Paschic fait comme on lui a dit et il sent effectivement le feu se communiquer à lui ! Au début, cela l’excite, l’anime, le vivifie même, mais très vite la flamme devient dévorante, affreuse ! Elle fait hurler Paschic, dont le visage se décompose ! Il rugit, serre les dents, car il comprend qu’il n’est plus lui-même, mais une sorte de bête, laide, sortie des enfers !
Il doit faire un effort suprême pour redevenir de glace, refouler le feu, de nouveau s’apaiser ! Il souffle, respire et ses dents, qui avaient poussé, maintenant se rétractent ! « Alors ? demande la femme. C’était bon ?
_ Je sais qui tu es… et comme ton pouvoir est puissant !
_ J’avoue que tu me surprends, car habituellement nul ne me résiste !
_ Ça ne m’étonne pas, mais je lutte contre toi depuis toujours, car tu ne résous rien ! Au contraire, tu rends malheureux !
_ Je pourrais t’avoir, tu sais ? Ce n’est qu’une question de moyens !
_ Je n’en doute pas… et c’est pourquoi je me méfie de toi, comme de la peste ! Je ne fais pas l’erreur de t’ignorer… L’humilité est la première arme contre toi !

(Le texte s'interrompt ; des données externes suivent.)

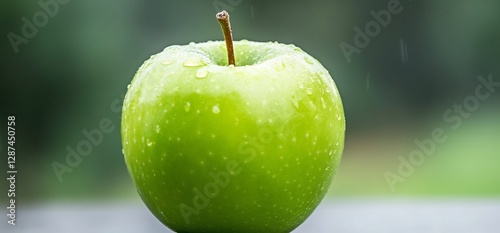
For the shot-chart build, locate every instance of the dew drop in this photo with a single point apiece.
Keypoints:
(308, 60)
(201, 73)
(323, 103)
(193, 62)
(216, 109)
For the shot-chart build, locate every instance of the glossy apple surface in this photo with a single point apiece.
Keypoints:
(245, 148)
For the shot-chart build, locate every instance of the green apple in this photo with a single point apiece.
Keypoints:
(250, 147)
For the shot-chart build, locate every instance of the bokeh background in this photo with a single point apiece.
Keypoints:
(74, 72)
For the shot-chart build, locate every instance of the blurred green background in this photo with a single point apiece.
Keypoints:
(74, 71)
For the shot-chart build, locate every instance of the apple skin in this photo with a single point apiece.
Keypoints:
(245, 148)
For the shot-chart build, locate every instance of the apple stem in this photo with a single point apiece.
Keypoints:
(223, 18)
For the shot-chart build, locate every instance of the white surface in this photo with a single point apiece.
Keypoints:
(338, 215)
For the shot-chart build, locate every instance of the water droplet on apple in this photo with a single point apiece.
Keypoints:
(201, 73)
(216, 109)
(193, 62)
(308, 60)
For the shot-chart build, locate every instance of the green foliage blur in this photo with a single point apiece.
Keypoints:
(74, 71)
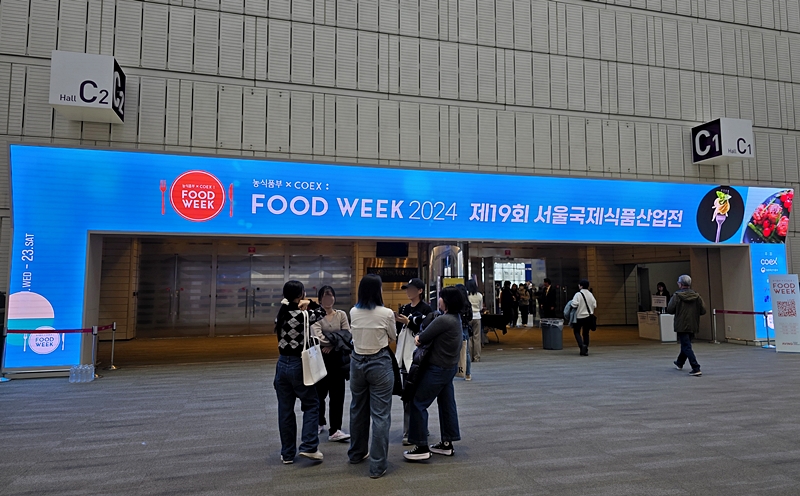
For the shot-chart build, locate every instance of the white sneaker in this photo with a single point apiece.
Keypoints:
(315, 455)
(339, 436)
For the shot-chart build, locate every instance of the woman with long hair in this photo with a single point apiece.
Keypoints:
(333, 332)
(466, 318)
(507, 303)
(371, 376)
(443, 337)
(476, 301)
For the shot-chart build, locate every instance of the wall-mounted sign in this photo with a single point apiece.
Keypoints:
(394, 274)
(785, 293)
(658, 301)
(155, 194)
(722, 141)
(87, 87)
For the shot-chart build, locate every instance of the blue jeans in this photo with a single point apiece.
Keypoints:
(436, 384)
(465, 335)
(371, 383)
(289, 388)
(685, 339)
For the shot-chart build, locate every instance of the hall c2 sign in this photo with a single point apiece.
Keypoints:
(87, 87)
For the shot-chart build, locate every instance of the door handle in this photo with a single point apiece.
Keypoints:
(169, 292)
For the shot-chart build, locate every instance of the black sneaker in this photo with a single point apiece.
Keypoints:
(443, 448)
(419, 453)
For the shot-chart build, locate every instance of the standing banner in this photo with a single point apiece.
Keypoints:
(785, 301)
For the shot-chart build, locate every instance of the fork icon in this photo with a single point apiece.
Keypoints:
(163, 190)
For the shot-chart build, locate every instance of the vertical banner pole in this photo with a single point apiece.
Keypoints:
(714, 326)
(2, 350)
(766, 326)
(113, 341)
(94, 350)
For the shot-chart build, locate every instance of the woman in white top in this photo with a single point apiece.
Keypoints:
(371, 376)
(476, 339)
(333, 332)
(585, 305)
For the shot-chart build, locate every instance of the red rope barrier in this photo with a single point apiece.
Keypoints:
(49, 331)
(739, 312)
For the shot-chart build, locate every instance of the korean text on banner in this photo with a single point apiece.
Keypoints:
(785, 301)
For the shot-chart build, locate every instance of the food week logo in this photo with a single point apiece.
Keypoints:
(197, 196)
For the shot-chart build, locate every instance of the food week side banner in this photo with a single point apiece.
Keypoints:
(61, 194)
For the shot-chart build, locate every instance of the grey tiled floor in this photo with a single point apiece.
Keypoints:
(621, 421)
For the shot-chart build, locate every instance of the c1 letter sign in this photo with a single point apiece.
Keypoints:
(722, 141)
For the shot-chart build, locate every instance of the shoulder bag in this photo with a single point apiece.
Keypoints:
(592, 318)
(313, 364)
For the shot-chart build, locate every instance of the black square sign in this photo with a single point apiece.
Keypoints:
(706, 141)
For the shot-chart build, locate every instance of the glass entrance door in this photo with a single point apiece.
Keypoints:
(318, 271)
(248, 294)
(174, 297)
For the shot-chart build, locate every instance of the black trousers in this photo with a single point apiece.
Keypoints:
(582, 330)
(332, 385)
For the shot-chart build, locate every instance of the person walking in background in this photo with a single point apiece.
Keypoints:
(524, 303)
(534, 292)
(288, 382)
(687, 306)
(584, 304)
(443, 338)
(507, 303)
(476, 301)
(371, 376)
(408, 321)
(661, 290)
(333, 332)
(547, 301)
(515, 307)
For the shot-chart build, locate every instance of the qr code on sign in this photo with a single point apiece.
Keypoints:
(787, 309)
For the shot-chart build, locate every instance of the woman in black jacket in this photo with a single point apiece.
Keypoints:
(443, 337)
(288, 382)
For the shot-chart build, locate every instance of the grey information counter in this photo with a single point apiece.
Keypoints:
(657, 326)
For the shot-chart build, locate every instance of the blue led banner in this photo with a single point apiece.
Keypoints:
(59, 195)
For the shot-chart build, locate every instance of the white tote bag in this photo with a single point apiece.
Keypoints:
(405, 349)
(313, 365)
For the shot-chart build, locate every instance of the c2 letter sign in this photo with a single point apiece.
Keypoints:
(87, 87)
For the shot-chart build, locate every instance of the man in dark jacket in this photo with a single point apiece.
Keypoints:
(547, 301)
(687, 306)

_ Mais tu dois comprendre aussi que ta résistance ne m’arrange pas ! Ce que j’adore, c’est me propager ! Donc, je vais demander à ceux qui m’accompagnent de te malmener, jusqu’à ce que tu me cèdes ! Je veux te voir brûler, Paschic, d’autant que tu es un sage ! Ta combustion doit être fantastique ! »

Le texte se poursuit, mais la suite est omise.